The denial of compensation is the constitutional result of the doctrine of sovereign immunity. The fact that comparative fault principles may require one party to bear the loss caused by an immune joint tortfeasor do not render those principles unconstitutional. Cf. Bower v. O'Hara, 759 F.2d 1117, 1125 (3d Cir.1985) (joint and several liability imposes greater than attributed loss on defendant, but remains rationally related to goals of tort law). Colorado's decision to strike the balance between compensation and equitable distribution of fault in favor of the defendants is a substantive definition of tort law with which the federal courts are reluctant to interfere. Logan v.
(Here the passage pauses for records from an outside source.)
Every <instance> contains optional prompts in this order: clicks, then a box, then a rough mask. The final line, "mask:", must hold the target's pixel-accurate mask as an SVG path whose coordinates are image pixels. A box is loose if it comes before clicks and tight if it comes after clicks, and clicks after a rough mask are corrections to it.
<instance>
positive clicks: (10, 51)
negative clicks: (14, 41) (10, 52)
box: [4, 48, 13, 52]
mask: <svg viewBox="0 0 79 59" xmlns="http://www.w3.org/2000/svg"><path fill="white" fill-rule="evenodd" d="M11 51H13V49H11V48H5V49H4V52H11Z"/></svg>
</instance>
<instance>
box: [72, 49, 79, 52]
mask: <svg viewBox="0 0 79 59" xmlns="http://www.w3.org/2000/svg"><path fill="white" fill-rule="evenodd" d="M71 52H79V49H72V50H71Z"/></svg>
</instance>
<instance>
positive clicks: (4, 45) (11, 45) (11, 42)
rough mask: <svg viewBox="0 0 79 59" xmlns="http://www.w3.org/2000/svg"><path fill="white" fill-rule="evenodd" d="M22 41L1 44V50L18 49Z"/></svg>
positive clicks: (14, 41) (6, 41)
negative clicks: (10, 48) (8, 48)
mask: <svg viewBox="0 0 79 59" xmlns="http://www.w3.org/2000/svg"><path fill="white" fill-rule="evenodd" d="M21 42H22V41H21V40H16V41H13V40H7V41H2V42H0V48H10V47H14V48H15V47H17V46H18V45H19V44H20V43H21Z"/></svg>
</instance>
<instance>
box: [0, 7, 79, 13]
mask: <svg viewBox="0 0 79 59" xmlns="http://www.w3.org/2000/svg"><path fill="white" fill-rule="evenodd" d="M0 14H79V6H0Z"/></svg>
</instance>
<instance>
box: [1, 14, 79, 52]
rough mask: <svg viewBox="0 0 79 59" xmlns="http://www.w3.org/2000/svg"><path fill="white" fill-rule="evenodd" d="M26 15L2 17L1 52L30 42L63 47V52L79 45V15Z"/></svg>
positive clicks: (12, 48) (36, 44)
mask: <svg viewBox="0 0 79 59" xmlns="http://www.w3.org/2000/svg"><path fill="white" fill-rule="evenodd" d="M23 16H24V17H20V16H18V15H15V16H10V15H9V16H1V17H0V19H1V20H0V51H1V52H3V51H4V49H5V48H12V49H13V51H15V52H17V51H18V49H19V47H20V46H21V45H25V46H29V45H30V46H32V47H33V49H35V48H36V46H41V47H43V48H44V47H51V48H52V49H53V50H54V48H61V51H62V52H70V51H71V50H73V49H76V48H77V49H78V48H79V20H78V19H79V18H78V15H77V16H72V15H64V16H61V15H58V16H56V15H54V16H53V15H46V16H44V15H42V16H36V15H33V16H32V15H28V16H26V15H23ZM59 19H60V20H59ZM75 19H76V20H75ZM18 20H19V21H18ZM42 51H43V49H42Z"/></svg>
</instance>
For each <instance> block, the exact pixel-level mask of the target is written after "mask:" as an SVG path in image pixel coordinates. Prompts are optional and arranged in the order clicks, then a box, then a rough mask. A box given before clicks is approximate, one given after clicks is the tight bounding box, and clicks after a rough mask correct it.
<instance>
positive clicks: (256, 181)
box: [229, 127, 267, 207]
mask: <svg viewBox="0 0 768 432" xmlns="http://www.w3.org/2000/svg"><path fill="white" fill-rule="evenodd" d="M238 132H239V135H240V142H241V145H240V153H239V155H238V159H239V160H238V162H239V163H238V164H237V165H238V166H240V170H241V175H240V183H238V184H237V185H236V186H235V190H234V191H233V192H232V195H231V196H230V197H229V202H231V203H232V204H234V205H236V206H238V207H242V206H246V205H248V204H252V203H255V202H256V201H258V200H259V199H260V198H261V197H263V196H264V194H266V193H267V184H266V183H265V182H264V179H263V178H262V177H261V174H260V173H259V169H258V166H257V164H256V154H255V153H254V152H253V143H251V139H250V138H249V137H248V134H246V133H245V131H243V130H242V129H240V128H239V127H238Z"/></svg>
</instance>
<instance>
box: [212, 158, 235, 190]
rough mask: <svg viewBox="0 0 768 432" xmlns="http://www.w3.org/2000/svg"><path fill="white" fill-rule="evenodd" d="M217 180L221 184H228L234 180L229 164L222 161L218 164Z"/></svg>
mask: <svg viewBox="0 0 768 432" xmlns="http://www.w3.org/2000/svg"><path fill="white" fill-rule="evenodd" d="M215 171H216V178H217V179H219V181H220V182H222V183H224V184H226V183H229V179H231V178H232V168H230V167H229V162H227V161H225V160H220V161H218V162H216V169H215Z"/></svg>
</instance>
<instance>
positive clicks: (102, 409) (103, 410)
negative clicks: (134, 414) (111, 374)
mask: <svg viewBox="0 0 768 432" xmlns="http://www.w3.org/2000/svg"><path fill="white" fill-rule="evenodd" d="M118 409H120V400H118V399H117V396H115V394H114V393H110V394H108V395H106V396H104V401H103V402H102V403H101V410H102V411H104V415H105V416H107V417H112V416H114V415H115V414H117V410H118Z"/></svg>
Zimmerman Brush Co., 455 U.S. 422, 432-33, 102 S. Ct. 1148, 1155-56, 71 L. Ed. 2d 265 (1982); Martinez v. California, 444 U.S. 277, 282 & n. 5, 100 S. Ct. 553, 557 & n. 5, 62 L. Ed. 2d 481 (1980). The structure provided in Colo.Rev.Stat. XX-XX-XXX.5 is rationally related to that definition. Accordingly,

IT IS HEREBY ORDERED that the Motion of the Plaintiffs' Steering Committee to Strike Defendant's Designation of the City and County of Denver as a Non-Party is DENIED.

NOTES

[1] Colorado law applies to liability issues in this litigation. See In re Air Crash Disaster at Stapleton Int'l Airport, Order MDL 751-17, 720 F. Supp. 1455, 1459 n. 3 (D.Colo.1988). The practical effect of the statute is that special verdict form will list both parties and non-parties appropriately designated by defendants. The jury will be instructed to apportion the fault attributable to each individual or entity listed as a relative percentage, not to exceed a total of 100%. Defendants, it found liable, will then beat only that percentage of the damage caused by the accident which corresponds to their percentage of fault. Colorado has statutorily abolished the legal doctrine of joint and several liability. Plaintiff, not jointly liable defendants, bears the burden of pursuing judgment against non-party tortfeasor.